Читать «Вице-император (Лорис-Меликов)» онлайн - страница 55

Елена Сергеевна Холмогорова

– Распекать его сиятельство меня не стал, не-ет-с. Он посетовал мне горькими словами: как же ты, Миша, говорит, подвел меня. Это ж самому царю доклад, его величеству. А утром фельдъегеря ждут. Махнул рукою и вышел. Да-с. Тут-то я и протрезвел, господа. Вмиг протрезвел. И уж не знаю, что на меня нашло, а напрягся весь, натужился – и все-все до последнего словечка вспомнил-с. Утром граф только с постели поднялся, а я ему готовый, набело переписанный доклад несу. И ни в одной запятой не спутался!

Ну и как тут не поднять бокала за Михаила Павловича! А потом за подвиги в летней экспедиции князя Дондукова, ротмистра Лорис-Меликова, – в общем, поводы найдутся.

А утра были невозможные. Голова трещала, во рту – конюшня, на душе не то стыд, не то тревога, а добрый доктор Юра осуждающе смотрит и качает головой. В одно такое тяжкое утро, когда за окном стояла слякоть, туман и снег с дождем – и это в воскресенье-то, в свободный день, которого ждал с нетерпением всю неделю, – было как-то особенно невыносимо… Тоска и скука. Скука и тоска. И голова трещит.
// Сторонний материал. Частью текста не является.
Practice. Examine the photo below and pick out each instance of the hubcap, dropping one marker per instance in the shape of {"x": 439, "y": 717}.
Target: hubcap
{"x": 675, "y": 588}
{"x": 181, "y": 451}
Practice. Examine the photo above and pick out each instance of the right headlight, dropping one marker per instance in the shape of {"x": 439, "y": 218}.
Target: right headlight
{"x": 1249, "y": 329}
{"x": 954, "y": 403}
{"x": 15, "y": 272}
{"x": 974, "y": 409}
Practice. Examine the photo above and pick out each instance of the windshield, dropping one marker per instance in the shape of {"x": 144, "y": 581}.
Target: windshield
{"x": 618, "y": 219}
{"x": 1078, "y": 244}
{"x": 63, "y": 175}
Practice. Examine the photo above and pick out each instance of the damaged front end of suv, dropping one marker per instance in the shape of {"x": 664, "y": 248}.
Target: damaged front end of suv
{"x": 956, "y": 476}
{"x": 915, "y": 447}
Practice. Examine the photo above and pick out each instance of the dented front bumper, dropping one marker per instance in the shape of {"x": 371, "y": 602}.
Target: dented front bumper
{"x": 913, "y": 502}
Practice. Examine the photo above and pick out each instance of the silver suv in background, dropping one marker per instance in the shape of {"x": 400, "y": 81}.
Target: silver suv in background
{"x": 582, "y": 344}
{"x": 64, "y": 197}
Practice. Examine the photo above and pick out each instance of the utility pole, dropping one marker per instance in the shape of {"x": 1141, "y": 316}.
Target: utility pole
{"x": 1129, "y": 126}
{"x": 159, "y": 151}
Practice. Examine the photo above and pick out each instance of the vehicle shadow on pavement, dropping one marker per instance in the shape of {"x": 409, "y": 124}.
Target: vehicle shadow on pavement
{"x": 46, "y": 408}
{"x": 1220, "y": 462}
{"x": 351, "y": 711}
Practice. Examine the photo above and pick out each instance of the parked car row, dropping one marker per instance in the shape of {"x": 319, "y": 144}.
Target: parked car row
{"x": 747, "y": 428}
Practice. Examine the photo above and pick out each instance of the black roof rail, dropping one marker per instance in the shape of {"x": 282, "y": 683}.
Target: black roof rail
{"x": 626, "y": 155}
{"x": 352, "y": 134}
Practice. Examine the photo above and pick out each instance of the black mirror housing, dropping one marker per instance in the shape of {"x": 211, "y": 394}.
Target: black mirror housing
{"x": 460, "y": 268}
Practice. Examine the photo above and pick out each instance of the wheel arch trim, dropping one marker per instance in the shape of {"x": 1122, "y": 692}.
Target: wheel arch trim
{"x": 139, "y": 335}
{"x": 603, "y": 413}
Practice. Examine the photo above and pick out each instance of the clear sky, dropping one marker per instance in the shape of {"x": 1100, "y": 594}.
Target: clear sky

А доктор Юра читает какую-то французскую книжку, читает и похмыкивает. Чему там хмыкать, Господи!

Злой на весь мир и самого себя, Михаил с трудом поднялся, попросил заварить кофе покрепче.

С первым глотком кофе головная боль вроде бы усилилась, но он знал, это скоро пройдет. Вот она, давившая весь мозг, сбилась к вискам, ударили молоточки, сильно, еще сильнее, а вот уже и потише и отступают, отступают, как бы на цыпочках, и вот весь освободился от боли!

Чему он там хмыкает, право? Может, попросить почитать, что-то никуда в эту слякоть тащиться не хочется, да и сколько можно. В общем-то, все эти гвардейские кутежи стали совершенно неразличимы, так, зауряд-пьянки. И даже остроты приелись.

Книгу Юрий дал с удовольствием, хотя сам еще не дочитал десятка два страниц.

«Жизнь Витторио Альфиери из Асти, рассказанная им самим». Итальянский поэт конца прошлого века, пояснил Ахвердов. Гм-м, что может быть общего у полузабытого итальянского поэта с гвардейским офицером русской армии?

Общее нашлось с первых же глав. Воспоминания детства, очень поначалу тонкие и поэтичные, отрывали глаза от книги и погружали в задумчивость, из которой, как со дна глубокого озера, поднимались мгновения собственного детства, казалось, давно позабытые. Вкус чурчхелы, впервые попробованной, когда дядя Анют протянул ему этот гостинец пухлой рукой в белоснежной манжете. И навсегда вкус чурчхелы связался с ослепительным блеском накрахмаленного кружева и чуть слышным запахом и хрустом крахмала. Дядя Ашот болен, и болен тяжело, неузнаваемо исхудали его пухлые ладони… Потом память перекинула его в тот день, когда он сбежал от дяди Ашота в дороге и, пойманный, ждал наказания, которого, однако, не последовало. И уже через ком в горле читал дальше про то, как Витторио, видя квадратные носы чьих-либо ботинок, вновь ощущал вкус детских угощений от доброго своего дядюшки.